Su vida se terminó cuatro meses y quince días después de llegar al trono. En una dulce cena para poder entablar una relación con los habitantes de su reino (fueran pobres o ricos), le traicionó el cianuro de su copa. Cayó al suelo y, entre jadeos y sangre, terminó entrando en un sueño infinito. Al menos, dicen, murió rodeada de su pueblo, como ella quería. Quién fue el asesino jamás hubo pruebas y nadie salió culpable, pero todos miraban a una: la Reina Roja. Ella era la pobre «desdichada» que perdió a su familia.

Y gobernó con mano de hierro. Se encargó de mantener lejos a los posibles candidatos al trono después de ella: o bien los asesinaba, o bien los enviaba a la otra punta del reino de Eucra. Un reino que había sobrevivido a los siglos con una larga de fila de reyes dictatoriales que iban de padres a hijos.

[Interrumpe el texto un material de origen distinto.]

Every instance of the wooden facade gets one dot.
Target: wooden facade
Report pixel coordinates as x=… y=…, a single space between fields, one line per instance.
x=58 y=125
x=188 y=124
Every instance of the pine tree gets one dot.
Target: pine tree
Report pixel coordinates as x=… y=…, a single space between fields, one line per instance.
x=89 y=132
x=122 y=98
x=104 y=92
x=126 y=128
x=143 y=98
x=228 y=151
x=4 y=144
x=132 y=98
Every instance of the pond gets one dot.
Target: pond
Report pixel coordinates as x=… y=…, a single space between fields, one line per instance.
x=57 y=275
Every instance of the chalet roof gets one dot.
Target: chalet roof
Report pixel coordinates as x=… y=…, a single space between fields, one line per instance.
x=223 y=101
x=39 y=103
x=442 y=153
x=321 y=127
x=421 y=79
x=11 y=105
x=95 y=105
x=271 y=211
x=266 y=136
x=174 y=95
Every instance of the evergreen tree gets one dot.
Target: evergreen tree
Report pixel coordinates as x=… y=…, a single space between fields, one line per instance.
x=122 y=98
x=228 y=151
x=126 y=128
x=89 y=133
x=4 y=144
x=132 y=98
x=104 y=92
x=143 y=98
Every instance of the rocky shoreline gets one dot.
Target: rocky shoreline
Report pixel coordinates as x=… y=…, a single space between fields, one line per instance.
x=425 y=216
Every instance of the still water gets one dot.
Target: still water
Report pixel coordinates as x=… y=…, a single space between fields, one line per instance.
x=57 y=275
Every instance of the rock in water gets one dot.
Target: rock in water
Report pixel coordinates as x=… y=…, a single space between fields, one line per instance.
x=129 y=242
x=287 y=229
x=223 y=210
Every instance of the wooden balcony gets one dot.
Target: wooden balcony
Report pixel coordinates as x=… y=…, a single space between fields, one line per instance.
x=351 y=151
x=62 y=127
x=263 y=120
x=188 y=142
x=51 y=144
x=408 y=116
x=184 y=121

Y así había nacido un monstruo, al que enseñaron a ser otro monstruo. Le gustaban las mazmorras. El lugar era como su corazón. Pequeño, frío y áspero al tocar cada una de las piedras que había, casi no se encontraban pequeñas rendijas de luz por las que podían infiltrarse entre aquellos lugares malditos, y de hacerlo eran tan diminutas e insignificantes que su presencia no era nada. El olor se había vuelto insoportable, pero ella se negaba a limpiarlo; la satisfacía. La puerta era de hierro, con una pequeña rendija para mirar y la única llave que la abría la tenía en sus manos. La adornaba un rubí. Le fascinaban.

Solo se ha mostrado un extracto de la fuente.